Выбери любимый жанр

Чужой среди своих - Тюрин Виктор Иванович - Страница 2


Перейти на страницу:
Изменить размер шрифта:

2

– Оклемался, парень? Али как? – спросил меня мужчина с худым, изможденным лицом, на котором довольно странно смотрелись пышные буденовские усы, торчащие в разные стороны.

– Не знаю, – неуверенно произнес я, причем мой тон касался не столько моего физического, сколько душевного здоровья.

– Не знаю, – насмешливо повторил он за мной. – Глянь на него! Не знаю! Да ты радоваться должен, что выжил, паря! Давай знакомиться! Тебя же Костей кличут? А меня зови Михалычем.

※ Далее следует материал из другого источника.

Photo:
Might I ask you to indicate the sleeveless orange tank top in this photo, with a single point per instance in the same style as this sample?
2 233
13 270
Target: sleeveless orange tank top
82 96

Мужчина был тем Семеновым, который ночью вызвал медсестру. Спустя десять минут я знал, что тот воевал с германцем, потом дрался с белыми генералами, а теперь работает в котельной истопником и попал в больницу с очередным обострением язвы. Это был худой, болезненного вида мужчина, но с живыми и хитрыми глазами. Сейчас он сидел на кровати в белой нательной рубахе и кальсонах, держа в одной руке очки, а в другой – газету, а рядом, на соседней кровати, сидел, не отрывая от меня любопытного взгляда, мощного сложения молодой парень с широким лицом и носом-картошкой, который представился Дмитрием. От силы ему было лет двадцать пять. Его левая рука была в гипсе и висела на груди, на перевязи. Работал он в механических мастерских, где при ремонте какого-то пресса произошел несчастный случай.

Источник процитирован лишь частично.